Part 1.87Affordable Housing Special Beneficiary District
Section § 34191.30
This law section defines key terms related to affordable housing and the special districts that help finance it. "Affordable housing" refers to homes available for people with low to extremely low incomes. A "beneficiary district" is a temporary local government entity designed to manage property tax revenues for the purpose of boosting affordable housing projects in its area. It specifically deals with property tax revenues that cities or counties would normally receive, using them to promote housing affordability.
Section § 34191.35
This law outlines the creation and conditions of an "affordable housing special beneficiary district" when a successor entity, like a local authority, gets a completion finding. This district covers the same area as the successor entity.
The district will dissolve either 90 days after the Department of Finance approves its dissolution or 20 years after the completion finding, whichever comes first. Once it ceases to exist, it can't conduct any business, and its funds go to the local government that previously declined property tax revenue allocations.

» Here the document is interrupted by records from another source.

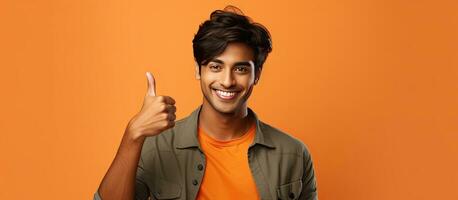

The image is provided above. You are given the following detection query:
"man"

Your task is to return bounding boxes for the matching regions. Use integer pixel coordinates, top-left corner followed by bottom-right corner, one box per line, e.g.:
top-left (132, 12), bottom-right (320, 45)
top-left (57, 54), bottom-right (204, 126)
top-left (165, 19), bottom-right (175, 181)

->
top-left (94, 7), bottom-right (317, 200)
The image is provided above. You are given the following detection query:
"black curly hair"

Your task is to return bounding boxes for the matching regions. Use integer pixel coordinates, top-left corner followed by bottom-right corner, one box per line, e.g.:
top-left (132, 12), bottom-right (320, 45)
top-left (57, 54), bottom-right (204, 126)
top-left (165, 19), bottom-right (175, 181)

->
top-left (192, 6), bottom-right (272, 72)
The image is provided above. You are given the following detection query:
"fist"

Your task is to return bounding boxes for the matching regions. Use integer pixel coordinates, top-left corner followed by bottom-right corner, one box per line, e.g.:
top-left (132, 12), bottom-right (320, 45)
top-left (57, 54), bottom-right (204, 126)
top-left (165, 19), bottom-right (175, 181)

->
top-left (126, 72), bottom-right (176, 140)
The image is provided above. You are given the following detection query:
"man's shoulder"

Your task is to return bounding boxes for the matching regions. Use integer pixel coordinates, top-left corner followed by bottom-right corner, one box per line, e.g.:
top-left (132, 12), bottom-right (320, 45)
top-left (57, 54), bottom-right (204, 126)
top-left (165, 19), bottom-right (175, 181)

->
top-left (259, 121), bottom-right (308, 155)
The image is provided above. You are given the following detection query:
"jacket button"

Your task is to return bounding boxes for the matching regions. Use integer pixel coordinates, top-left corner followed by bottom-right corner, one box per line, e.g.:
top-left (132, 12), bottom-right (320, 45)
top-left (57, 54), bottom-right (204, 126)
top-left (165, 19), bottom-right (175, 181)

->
top-left (289, 192), bottom-right (294, 199)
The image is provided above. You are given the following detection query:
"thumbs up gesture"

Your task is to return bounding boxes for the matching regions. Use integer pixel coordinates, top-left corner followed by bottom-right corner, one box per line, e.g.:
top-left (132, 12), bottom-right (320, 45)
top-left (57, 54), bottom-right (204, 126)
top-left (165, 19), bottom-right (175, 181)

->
top-left (125, 72), bottom-right (176, 141)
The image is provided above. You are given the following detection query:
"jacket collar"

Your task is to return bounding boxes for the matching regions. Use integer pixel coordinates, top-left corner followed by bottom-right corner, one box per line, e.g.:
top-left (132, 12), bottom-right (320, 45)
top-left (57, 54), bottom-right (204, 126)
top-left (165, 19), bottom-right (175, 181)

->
top-left (175, 106), bottom-right (275, 149)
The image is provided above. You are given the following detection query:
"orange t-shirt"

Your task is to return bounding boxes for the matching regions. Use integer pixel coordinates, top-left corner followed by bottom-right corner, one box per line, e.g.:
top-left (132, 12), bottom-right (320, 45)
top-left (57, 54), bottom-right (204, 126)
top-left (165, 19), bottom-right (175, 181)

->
top-left (197, 124), bottom-right (260, 200)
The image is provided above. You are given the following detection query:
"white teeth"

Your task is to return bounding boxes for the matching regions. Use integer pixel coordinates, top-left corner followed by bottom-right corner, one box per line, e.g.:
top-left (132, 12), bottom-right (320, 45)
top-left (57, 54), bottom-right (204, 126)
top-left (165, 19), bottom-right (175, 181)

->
top-left (216, 90), bottom-right (235, 97)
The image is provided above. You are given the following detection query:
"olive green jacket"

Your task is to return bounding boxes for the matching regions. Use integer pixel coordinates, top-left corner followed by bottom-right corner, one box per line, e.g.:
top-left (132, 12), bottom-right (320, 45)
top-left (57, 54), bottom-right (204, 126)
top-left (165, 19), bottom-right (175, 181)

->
top-left (94, 107), bottom-right (318, 200)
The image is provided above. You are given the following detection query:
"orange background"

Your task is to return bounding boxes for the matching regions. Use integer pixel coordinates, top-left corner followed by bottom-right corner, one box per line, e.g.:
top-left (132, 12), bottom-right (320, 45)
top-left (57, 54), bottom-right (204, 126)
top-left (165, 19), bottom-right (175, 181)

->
top-left (0, 0), bottom-right (458, 200)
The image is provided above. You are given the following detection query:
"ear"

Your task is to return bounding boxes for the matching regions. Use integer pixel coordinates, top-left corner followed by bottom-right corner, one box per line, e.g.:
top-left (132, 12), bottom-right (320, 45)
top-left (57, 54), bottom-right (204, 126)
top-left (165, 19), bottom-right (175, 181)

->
top-left (194, 63), bottom-right (200, 80)
top-left (254, 67), bottom-right (262, 85)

The members of the district's board will lose their positions when the district ends. Any rights, like loan repayments, also transfer to the aforementioned local government.
Section § 34191.40
This section outlines how a beneficiary district is governed. The board in charge consists of five members: three city council or county board members, the treasurer, and one public member living in the district. The board chooses a chairperson from its members. Each term lasts four years, and vacancies are filled for the remainder of the term. No member receives a salary for their role.
Section § 34191.45
This law allows a city or county to choose not to receive its share of property tax revenues through a formal ordinance or resolution. Once a city or county opts out, they can't claim or control these tax distributions, and the funds are redirected to a beneficiary district instead.
However, this doesn't apply to any city or county with a redevelopment agency unless they either became the agency's successor and lack a required completion finding, or their designated local authority also lacks this finding.
Section § 34191.50
This law section outlines how a beneficiary district can use funds to promote affordable housing. They can issue bonds, offer financial help such as loans and grants, or take other necessary actions, but must ensure all obligations are settled before the district ceases to exist.
A key rule is that the district cannot create debt obligations requiring action beyond its lifetime, like issuing bonds that need repayments after the district is dissolved.
Section § 34191.55
This law section requires a beneficiary district to follow the Ralph M. Brown Act and the California Public Records Act, which are rules designed to ensure transparency and open access to public meetings and records. Additionally, if a beneficiary district is dissolved, any public records it held will become the property of the city or county that previously chose not to accept its share of property tax money.